Despite this historic pace of deportations, Sen. Mitch McConnell was one of 22 senators who sent a letter to Obama last week deriding his new review, saying it will “nullify” immigration enforcement and “discard the rule of law.” McConnell twice filibustered the DREAM Act when it had a chance of passing, and voted against immigration reform last year.
“I actually cannot think of another Republican leader with such stature who is as tone deaf on this issue as Mitch McConnell, time after time,” says Vargas. “Do we have to show up at his house with food or something, just to have a meal with him and tell him what’s up? He’s the Senate minority leader, how can he be that out of touch and tone deaf? It’s embarrassing.”
McConnell’s presumed Democratic opponent this fall’s Senate race, Alison Lundergan Grimes, did not respond to LEO’s inquiry on whether she supports the Senate immigration bill.
Whether or not Congress acts, Vargas says states should lead the way on reform. He lauds California for recently becoming one of 11 states to allow driving certificates for undocumented immigrants, noting that two-thirds of recent deportations came about through minor infractions, such as traffic violations. “People are getting pulled over and they don’t have a driver’s license, and before you know it, they’re separated from their families, many of whom are American citizen relatives,” says Vargas. “So a driver’s license for me is the most accessible and human way that we can talk about this issue.”
A similar bill in Kentucky’s state House passed out of committee in 2013, but did not make it to the floor for a vote. The bill went nowhere in this year’s session that just ended, as House Democrats were reluctant to stick their neck out on several controversial issues in an election year where their slim majority hangs in the balance.
This almost happened to Vargas himself in 2012, partly thanks to yours truly. After leaving an event in Louisville that October, he was pulled over in Minnesota by a police officer, who found a copy of LEO Weekly with Vargas’ face on the cover. After being detained for five hours, he was let go, which might have only happened because the presidential election was in five weeks — not the headline Obama wanted.
“I had to laugh-cry, it was so surreal,” says Vargas. “This is where I really have to own up to my own privilege, and with privilege comes great responsibility. Which is why I’m doing what I’m doing. When you think about all of these stories (of undocumented immigrants), I just want you to know that we’re all in the same boat.”
The driving certificate bill that stalled in last year’s General Assembly session in Frankfort was sponsored by Rep. Johnny Bell, a Democrat from farm country in Barren County. Bell tells LEO that such legislation is not just for public safety concerns — which is also echoed by former LMPD homicide detective Rep. Denver Butler of Louisville — but is important on humanitarian grounds, as state government has a responsibility to protect these vulnerable people from exploitation if the federal government won’t step in and address the issue.
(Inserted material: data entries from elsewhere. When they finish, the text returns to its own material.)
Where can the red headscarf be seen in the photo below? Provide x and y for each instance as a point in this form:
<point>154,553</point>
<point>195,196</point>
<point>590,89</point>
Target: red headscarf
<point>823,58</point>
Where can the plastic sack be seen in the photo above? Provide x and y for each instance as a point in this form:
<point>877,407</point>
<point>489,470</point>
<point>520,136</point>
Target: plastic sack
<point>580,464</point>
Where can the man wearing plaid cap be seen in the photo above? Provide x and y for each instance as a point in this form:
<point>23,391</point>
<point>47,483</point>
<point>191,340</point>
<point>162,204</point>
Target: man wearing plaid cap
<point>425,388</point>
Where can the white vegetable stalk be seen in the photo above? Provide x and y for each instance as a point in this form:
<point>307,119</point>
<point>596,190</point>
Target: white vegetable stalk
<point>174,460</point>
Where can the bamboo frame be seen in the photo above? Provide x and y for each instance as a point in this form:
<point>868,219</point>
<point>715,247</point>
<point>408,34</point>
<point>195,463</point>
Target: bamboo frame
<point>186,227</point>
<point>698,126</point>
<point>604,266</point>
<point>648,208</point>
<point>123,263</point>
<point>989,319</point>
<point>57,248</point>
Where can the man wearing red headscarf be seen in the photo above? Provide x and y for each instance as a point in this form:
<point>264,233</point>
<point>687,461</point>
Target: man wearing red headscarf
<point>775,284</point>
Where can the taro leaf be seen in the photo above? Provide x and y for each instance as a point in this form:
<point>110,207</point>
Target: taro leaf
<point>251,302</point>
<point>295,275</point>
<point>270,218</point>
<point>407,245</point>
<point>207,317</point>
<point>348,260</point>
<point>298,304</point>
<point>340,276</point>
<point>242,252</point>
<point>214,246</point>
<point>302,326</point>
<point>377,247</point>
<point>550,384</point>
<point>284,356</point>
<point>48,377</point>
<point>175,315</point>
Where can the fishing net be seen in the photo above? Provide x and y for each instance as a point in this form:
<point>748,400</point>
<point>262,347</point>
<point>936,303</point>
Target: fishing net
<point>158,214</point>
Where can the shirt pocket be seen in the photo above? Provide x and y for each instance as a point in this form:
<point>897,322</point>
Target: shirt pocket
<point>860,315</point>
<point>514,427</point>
The immigration issue is also personal for Bell, who grew up working alongside many Latino immigrants in the tobacco fields. Bell told LEO the story of a man he once worked with who traveled back to Mexico to give his mother a bone marrow transplant and then had to rely on shady characters to smuggle himself back into the country to reunite with his wife and three children. However, he and other were locked in a cramped semi truck for days in the hot Texas summer, where he and three other people died.
Bell is now being attacked by his Republican opponent on immigration, but he will not apologize for taking a humane stance towards his fellow man.
“When I talk about immigration reform in my district, it is very unpopular, and it’s causing me a lot of grief right now,” says Bell. “I have a race in November right now and they’re really beating me up over it. But I can’t change my position on that, because I just don’t think it’s the Christian thing to treat people that way. And I’m going to have to stand my ground on that.”
Bell says hearts will begin to change if people have an informed and rational discussion of the issue, but people with a agenda are intent on not letting that happen so they can use this as a political wedge issue.
“There’s been so much propaganda about this and there’s such a lack of understanding that it’s basically being used to win and lose elections,” says Bell. “That’s very unfortunate when you’re using something like that and it affects so many people. It’s really a sad state of affairs.”
But such action at the state level could be preempted by the federal government if Congress decides to finally deliver on a comprehensive immigration reform bill. Congressman John Yarmuth worked last year with Republican House members on a compromise bill in the so-called Gang of Seven, which eventually fell apart when GOP members shied away from a stand which might hurt them politically among their conservative base. However, Yarmuth never gave up hope on this legislation, and found the movement last week from Boehner and other Republicans as a hopeful sign that they’re now willing to come to the table and pass legislation.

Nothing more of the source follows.